To compel the recognition they preceded.

And so, compliant to the common wind,

Too strange to each other for misunderstanding,

In concord at this intersection time

Of meeting nowhere, no before and after,

We trod the pavement in a dead patrol.

I said: "The wonder that I feel is easy,

Yet ease is cause of wonder. Therefore speak:

I may not comprehend, may not remember."

And he: "I am not eager to rehearse

My thoughts and theory which you have forgotten.

These things have served their purpose: let them be.

So with your own, and pray they be forgiven

By others, as I pray you to forgive

Both bad and good. Last season's fruit is eaten

And the fullfed beast shall kick the empty pail.

For last year's words belong to last year's language

And next year's words await another voice.

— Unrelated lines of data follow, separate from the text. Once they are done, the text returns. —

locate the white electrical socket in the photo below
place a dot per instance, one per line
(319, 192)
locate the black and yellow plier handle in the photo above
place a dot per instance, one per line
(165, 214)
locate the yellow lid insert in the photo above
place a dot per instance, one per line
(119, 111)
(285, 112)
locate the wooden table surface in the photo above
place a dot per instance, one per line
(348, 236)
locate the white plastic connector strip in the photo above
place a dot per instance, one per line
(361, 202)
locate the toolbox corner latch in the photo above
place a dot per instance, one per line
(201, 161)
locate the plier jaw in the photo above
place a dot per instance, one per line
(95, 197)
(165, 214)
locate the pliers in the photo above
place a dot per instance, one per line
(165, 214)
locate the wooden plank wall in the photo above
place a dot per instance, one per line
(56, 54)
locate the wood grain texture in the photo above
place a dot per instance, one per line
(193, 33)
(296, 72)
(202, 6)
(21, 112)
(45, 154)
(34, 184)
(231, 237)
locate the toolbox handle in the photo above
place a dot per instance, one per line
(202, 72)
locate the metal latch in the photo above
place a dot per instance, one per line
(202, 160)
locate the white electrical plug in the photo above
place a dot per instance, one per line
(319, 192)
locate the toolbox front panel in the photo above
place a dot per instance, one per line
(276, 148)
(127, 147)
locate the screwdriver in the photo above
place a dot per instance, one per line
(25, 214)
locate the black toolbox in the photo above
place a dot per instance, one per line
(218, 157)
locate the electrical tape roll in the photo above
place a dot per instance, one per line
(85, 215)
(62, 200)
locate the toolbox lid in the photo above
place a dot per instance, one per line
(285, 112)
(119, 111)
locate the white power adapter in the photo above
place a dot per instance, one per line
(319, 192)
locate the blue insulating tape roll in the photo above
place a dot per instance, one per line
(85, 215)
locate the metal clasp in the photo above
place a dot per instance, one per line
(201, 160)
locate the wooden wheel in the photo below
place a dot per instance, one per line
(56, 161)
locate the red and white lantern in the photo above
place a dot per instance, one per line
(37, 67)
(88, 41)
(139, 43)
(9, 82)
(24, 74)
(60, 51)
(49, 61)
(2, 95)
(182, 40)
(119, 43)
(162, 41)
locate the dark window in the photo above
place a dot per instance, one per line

But, as the passage now presents no hindrance

To the spirit unappeased and peregrine

Between two worlds become much like each other,

So I find words I never thought to speak

In streets I never thought I should revisit

When I left my body on a distant shore.

Since our concern was speech, and speech impelled us

To purify the dialect of the tribe

And urge the mind to aftersight and foresight,

Let me disclose the gifts reserved for age

To set a crown upon your lifetime's effort.

First, the cold fricton of expiring sense

Without enchantment, offering no promise

But bitter tastelessness of shadow fruit

As body and sould begin to fall asunder.

Second, the conscious impotence of rage

At human folly, and the laceration

Of laughter at what ceases to amuse.

And last, the rending pain of re-enactment

Of all that you have done, and been; the shame

Of things ill done and done to others' harm

Which once you took for exercise of virtue.

Then fools' approval stings, and honour stains.

From wrong to wrong the exasperated spirit

Proceeds, unless restored by that refining fire

Where you must move in measure, like a dancer."

The day was breaking. In the disfigured street

He left me, with a kind of valediction,

And faded on the blowing of the horn.